4. Domain / infrastructure (optional)¶

Location: src/ (if present) and mlops/ (etl, training, prefect).
Role: Entities and use-case interfaces may live under src; the bulk of the code is in mlops (ETL types, trainers, Prefect flows). ETL uses factories and interfaces (e.g. ETLExtractor, ETLLoader) so new pipeline types can be added without changing the runner.

ETL Pipeline Structure¶

Each ETL pipeline type follows the same pattern:

Extractor     →  list/read input (files or DB)
Transformer   →  transform batches (e.g. raw → windows, windows → features)
Loader        →  write output (Parquet, CSV, metadata, checkpoints)

TPL/GENKEY: Extract .tpl/.genkey pairs → parse and merge → write Parquet (+ optional metadata).
Windows: Extract Parquet time series → slice into fixed windows → write one Parquet per window (with “already processed” skip).
Features: Extract window Parquet → wavelet + stats → accumulate in buffer, write Parquet and checkpoints.
Parquet–CSV: Extract Parquet → optional filtering → write CSV (with overwrite/config-hash idempotency).

Progress monitoring (and Prefect logging) is pluggable via config (use_prefect_progress, prefect_logger).

Training and evaluation flow¶

Config — Script loads section from pipelines_config.yml (e.g. training_pfm_detection_pipeline).
Paths — resolve_config_paths resolves input_path, output_folder, features_schema_file (local or S3).
Idempotency — If training_metadata.json (or equivalent) exists and config_hash matches, exit without training.
Data — Load Parquet (single file or list from directory), align columns to features_schema_file, split (by row or by case).
Train — LightGBM training with validation and optional robustness (e.g. quantization); save model and metrics.
Post-processing — Detection pipelines may compute threshold metrics and write deployment bundles (inference config, schema).

Offline test pipelines follow a similar config → resolve → run evaluation → write reports pattern.

Scheduling and Prefect¶

APScheduler: etl_scheduler.py loads a YAML with scheduler and pipeline sections; it starts an AsyncIOScheduler and runs the configured pipeline (e.g.
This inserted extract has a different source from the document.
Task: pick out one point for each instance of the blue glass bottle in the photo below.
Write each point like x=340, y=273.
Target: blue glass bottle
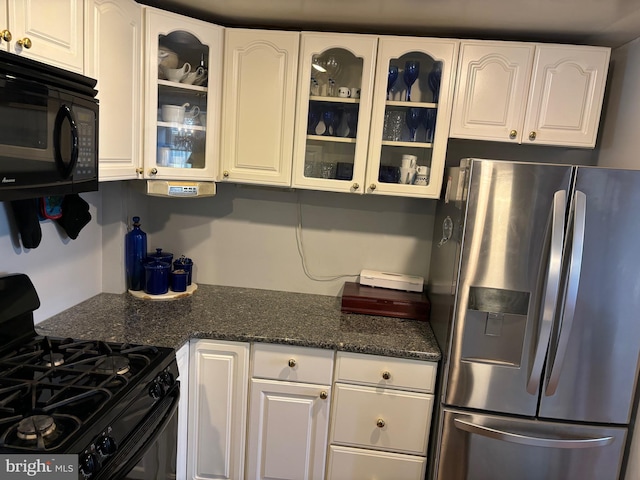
x=135, y=252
TPL/GENKEY) on interval, cron, or daily. One job at a time; graceful shutdown on SIGINT/SIGTERM.
Prefect: Flows (e.g. genkey_pipeline_flow) wrap the same pipeline execution; prefect.yaml and deployment scripts register schedules. Workers run flows; Prefect Server/UI provide observability. Progress can be reported via PrefectProgressMonitor.

Summary¶

The platform is config-driven, idempotent, and storage-aware (local + S3). Entry points are scripts and Prefect flows; core logic lives in mlops (ETL, storage, training). Documentation (this site), central config, and consistent conventions keep the system understandable and ready for production scheduling.